In front of them, Rodwell was having the game of his (City) life. At last those long legs were put to good use, tackling fiendishly, galloping forward to get on the end of chance after chance and haring back to defend. At times, the ex-Everton midfielder seemed everywhere. Each time City had a chance in front of goal, it was Rodwell getting his head to it. The home crowd warmed to the youngster's enthusiastic performance, and by the time he was removed from battle on 53 minutes to let Carlos Tevez loose on a tiring Chelsea rearguard, he had hoisted himself into contention for the man of the match award.

That his replacement was responsible for the game's second, stunning goal was a tribute to that oft-neglected managerial skill, the art of the timely substitution. Many a time last season, Mancini and his staff were scolded for replacing a supposedly attacking player with a defensive one, casual onlookers forgetting that it very often released the Ivorian tank for forward duty. On this occasion, it was a more obvious exchange of Tevez for Rodwell that brought quick and spectacular results. City's forward line and its stuttering inability to put away chances has been one of the biggest differences between this season and last, but here, Tevez took a touch from David Silva and walloped his foot through the ball with such power, it sailed past goalkeeper Petr Cech before he fully realised what was happening.

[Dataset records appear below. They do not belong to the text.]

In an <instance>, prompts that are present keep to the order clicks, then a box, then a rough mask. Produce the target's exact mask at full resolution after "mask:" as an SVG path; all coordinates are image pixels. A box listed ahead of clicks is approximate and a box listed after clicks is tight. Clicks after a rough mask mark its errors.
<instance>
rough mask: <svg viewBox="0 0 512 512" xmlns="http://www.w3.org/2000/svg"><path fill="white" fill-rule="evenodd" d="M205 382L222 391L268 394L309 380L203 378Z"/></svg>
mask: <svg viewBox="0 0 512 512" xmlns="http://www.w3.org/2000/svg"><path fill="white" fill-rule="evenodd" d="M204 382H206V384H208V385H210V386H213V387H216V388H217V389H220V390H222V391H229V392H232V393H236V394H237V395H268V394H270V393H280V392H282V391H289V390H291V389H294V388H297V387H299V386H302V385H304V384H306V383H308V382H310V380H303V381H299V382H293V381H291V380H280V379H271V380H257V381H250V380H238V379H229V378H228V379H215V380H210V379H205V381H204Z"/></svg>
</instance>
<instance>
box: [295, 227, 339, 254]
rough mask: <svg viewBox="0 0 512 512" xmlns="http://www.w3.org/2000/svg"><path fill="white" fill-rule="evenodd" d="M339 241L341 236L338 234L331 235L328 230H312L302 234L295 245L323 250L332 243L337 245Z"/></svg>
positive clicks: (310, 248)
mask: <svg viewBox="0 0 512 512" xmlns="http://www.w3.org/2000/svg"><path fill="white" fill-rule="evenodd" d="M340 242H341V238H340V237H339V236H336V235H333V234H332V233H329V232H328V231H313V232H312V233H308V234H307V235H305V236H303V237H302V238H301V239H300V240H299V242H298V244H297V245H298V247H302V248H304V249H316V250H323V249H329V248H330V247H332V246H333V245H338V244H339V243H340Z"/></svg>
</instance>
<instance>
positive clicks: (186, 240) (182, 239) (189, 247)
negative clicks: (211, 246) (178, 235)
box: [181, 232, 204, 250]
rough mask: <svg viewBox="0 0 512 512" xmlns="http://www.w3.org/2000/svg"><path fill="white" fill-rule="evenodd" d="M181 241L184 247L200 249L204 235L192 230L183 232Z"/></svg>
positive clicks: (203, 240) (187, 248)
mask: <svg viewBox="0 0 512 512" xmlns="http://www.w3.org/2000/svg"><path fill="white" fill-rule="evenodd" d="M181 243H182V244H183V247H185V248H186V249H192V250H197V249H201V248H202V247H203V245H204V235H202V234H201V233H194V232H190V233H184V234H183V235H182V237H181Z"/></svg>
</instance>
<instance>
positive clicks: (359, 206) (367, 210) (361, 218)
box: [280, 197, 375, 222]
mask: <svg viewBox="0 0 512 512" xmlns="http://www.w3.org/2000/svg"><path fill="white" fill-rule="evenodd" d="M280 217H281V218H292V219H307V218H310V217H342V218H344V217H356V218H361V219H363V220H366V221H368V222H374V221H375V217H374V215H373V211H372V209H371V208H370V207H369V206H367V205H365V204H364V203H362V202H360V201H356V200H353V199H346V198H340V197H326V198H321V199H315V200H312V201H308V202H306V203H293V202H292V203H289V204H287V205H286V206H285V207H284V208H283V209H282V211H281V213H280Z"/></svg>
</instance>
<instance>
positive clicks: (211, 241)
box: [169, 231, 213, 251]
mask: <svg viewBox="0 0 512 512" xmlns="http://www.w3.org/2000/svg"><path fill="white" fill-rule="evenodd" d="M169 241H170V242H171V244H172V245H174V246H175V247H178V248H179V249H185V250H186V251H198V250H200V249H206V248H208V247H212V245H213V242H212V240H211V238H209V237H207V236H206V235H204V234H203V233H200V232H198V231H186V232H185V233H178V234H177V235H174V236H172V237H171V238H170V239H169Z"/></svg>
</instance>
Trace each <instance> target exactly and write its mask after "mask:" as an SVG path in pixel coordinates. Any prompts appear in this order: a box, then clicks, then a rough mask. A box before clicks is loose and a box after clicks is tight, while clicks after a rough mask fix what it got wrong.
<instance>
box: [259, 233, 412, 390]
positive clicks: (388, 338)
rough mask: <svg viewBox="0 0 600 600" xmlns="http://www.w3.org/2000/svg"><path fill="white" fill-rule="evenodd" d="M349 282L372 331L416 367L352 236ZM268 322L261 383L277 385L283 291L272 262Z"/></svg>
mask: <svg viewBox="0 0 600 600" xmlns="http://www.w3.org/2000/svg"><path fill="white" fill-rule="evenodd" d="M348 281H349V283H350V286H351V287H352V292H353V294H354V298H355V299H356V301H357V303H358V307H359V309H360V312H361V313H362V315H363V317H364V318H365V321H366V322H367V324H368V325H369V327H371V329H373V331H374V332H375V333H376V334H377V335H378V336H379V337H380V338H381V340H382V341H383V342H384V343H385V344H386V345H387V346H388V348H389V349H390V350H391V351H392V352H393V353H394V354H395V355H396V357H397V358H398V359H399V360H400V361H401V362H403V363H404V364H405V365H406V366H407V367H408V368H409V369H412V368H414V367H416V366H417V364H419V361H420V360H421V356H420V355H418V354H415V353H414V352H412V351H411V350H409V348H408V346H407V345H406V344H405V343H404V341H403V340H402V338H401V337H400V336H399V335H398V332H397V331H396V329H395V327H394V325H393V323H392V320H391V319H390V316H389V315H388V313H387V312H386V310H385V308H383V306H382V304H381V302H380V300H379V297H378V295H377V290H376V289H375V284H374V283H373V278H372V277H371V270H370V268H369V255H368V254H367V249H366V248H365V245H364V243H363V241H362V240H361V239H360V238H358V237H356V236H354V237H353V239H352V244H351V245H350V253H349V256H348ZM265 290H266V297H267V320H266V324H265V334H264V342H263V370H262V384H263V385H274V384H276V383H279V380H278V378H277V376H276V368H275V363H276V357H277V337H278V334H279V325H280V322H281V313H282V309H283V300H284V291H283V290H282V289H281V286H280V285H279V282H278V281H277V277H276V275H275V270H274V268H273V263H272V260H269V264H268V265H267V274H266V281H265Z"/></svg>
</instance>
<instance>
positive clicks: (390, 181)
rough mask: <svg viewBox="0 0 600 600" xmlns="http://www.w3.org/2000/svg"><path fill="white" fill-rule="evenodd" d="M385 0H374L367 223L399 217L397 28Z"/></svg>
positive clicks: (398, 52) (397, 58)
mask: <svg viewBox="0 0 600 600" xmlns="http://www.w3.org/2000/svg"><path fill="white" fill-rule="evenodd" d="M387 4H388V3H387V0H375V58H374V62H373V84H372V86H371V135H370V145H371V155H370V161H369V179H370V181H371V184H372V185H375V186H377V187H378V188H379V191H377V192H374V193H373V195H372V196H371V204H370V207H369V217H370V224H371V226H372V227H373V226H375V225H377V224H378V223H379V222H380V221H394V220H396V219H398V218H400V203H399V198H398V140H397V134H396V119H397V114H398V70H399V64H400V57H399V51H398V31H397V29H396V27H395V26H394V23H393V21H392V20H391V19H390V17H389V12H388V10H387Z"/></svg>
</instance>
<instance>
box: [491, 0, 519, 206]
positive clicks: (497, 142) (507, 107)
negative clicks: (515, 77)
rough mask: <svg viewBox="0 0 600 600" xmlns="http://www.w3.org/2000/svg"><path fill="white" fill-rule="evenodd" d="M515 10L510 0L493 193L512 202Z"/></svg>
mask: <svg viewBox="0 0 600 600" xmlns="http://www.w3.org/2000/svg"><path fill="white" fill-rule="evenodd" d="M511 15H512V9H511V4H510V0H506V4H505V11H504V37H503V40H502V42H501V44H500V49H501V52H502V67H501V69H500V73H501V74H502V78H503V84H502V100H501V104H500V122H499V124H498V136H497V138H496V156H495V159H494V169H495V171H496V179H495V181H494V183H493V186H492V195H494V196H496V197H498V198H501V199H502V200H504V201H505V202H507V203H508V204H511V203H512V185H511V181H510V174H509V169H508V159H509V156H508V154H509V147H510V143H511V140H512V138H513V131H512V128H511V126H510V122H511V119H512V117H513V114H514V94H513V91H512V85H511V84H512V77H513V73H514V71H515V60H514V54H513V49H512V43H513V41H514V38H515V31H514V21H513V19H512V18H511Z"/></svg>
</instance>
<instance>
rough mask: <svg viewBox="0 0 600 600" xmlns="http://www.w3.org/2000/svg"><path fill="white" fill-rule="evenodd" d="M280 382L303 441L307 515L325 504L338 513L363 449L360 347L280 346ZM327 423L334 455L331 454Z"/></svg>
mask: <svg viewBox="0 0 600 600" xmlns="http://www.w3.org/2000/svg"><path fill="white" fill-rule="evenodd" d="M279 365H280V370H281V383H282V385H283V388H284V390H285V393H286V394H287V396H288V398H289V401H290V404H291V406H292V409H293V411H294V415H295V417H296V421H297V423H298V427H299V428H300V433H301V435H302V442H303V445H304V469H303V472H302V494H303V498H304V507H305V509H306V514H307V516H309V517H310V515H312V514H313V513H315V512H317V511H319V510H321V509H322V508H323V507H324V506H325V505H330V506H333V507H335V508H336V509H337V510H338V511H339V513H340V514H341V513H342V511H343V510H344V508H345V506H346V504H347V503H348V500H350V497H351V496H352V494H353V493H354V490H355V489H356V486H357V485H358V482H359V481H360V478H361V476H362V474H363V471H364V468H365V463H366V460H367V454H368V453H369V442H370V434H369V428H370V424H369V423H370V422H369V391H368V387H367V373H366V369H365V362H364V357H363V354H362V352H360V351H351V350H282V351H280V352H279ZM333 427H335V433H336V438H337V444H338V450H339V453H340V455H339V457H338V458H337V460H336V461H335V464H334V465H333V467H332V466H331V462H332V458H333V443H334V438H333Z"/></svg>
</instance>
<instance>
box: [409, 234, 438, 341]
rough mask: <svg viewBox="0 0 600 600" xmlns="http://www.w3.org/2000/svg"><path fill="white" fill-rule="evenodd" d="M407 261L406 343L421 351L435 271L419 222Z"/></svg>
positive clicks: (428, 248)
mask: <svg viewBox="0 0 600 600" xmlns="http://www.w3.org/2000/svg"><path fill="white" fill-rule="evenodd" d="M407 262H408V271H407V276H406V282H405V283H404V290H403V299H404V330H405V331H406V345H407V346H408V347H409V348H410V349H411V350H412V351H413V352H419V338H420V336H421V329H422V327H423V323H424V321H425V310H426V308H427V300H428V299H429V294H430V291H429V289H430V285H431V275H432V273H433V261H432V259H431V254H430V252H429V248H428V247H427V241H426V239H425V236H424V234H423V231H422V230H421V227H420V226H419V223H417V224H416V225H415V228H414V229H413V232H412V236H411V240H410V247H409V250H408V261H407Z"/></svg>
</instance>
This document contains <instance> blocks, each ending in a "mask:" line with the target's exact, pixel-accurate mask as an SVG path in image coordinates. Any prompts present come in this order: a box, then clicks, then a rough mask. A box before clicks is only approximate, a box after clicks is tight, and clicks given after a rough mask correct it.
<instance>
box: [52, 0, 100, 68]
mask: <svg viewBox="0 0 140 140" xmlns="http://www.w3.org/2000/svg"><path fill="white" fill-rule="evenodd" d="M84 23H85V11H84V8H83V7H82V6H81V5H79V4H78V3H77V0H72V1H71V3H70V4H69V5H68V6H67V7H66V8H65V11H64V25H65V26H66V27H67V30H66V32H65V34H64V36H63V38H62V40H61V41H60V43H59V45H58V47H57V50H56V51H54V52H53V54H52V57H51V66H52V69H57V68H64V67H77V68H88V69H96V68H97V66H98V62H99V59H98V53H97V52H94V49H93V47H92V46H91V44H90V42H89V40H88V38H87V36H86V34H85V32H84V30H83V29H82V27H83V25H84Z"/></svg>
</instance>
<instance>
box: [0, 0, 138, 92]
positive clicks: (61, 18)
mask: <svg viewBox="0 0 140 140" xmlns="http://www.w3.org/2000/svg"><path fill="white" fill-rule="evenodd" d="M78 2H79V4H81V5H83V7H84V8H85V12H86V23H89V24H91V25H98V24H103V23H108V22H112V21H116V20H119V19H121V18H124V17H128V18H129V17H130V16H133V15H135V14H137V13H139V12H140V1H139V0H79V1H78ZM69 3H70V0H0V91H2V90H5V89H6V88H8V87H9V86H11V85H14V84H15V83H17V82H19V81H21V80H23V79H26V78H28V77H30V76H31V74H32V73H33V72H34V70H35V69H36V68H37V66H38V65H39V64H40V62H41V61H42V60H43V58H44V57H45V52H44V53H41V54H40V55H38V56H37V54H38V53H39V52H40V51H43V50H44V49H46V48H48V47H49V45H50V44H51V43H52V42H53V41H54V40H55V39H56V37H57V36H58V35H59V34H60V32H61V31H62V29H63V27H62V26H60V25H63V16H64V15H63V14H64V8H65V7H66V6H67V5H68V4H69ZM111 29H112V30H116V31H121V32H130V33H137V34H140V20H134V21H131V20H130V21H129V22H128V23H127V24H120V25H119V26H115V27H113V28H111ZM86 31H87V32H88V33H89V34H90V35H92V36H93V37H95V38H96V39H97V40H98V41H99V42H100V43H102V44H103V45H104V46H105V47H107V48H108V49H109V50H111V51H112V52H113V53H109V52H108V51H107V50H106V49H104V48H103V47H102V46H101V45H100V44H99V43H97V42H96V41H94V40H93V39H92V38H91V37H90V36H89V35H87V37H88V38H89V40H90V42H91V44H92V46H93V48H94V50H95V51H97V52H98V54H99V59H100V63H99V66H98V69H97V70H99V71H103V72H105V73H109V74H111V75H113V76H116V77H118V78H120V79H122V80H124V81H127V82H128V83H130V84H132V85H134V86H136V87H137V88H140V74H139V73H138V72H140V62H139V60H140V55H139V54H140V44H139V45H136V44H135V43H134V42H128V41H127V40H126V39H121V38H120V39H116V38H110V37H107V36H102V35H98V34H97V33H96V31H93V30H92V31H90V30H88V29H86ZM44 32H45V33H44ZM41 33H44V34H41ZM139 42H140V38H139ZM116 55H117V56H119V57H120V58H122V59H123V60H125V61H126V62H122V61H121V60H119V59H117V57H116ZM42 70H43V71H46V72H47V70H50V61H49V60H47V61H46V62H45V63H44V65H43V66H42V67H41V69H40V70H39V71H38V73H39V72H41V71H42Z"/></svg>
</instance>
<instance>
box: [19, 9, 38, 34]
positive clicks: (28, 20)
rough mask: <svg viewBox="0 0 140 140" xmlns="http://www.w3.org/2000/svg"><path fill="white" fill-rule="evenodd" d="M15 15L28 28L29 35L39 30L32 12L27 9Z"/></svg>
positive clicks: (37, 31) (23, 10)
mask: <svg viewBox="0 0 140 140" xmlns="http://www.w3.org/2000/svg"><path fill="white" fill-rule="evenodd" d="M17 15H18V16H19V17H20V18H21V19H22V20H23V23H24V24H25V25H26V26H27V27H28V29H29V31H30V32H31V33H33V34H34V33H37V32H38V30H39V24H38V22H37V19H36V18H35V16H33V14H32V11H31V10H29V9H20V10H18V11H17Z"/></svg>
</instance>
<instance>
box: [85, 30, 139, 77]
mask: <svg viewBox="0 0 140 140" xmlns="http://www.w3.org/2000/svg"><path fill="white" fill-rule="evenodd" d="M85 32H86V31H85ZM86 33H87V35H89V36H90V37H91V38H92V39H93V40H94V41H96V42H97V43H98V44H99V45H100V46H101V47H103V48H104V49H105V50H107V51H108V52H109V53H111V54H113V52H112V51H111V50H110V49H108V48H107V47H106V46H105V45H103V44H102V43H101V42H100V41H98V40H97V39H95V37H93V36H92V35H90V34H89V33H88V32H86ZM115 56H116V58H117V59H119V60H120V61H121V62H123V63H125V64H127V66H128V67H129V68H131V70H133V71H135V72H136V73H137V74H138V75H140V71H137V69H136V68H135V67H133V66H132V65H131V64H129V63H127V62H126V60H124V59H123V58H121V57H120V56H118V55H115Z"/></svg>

This piece of raw power sat nicely alongside the artistry of the first, owing everything to the balletic balance of big Yaya Toure, as he danced the Ivorian hopscotch to work himself into space, then tucked a delicate curling shot through the eye of the needle to score at the keeper's far post. This was City in full pomp, the swagger, the quick touch and go, the effervescent running. It made you want to turn the clock back three months and to start the pre-Christmas fixtures again. On this form, the Blues are a match for anybody, and if this is added to the Leeds game, where a similar burst of positive energy could have seen City reach double figures, perhaps we are all in for a royal run-in after all.

With Milner's astute running, the usual quality of pass and move from Yaya and Silva and energetic wide performances from Pablo Zabaleta and Gael Clichy, the fully functioning parts produced a tasty winter soup for us all to feast on. Hart's penalty save after Ba had launched himself into an entanglement of limbs showed the England keeper is also regaining the levels of concentration and agility that have become his trademark. Strangely, despite another performance of energy and selfless running, only the goal-shy Sergio Aguero could justify slight criticism, as all of those kilometres covered could only produce shanked lobs and blocked shots. The little Argentinian's goal return is not a patch on last season, it has to be said.

Despite this relative famine of goals, the kettle appears to be coming to a boil, if not quite in time to stop the Stretford Express, then certainly in time to board the Wembley charabanc, which will be of some comfort to those beginning to believe the 2012-13 season might leave us all empty-handed. For there is quite obviously still time to salvage something useful and beautiful from what has been threatening to become an increasingly frustrating season.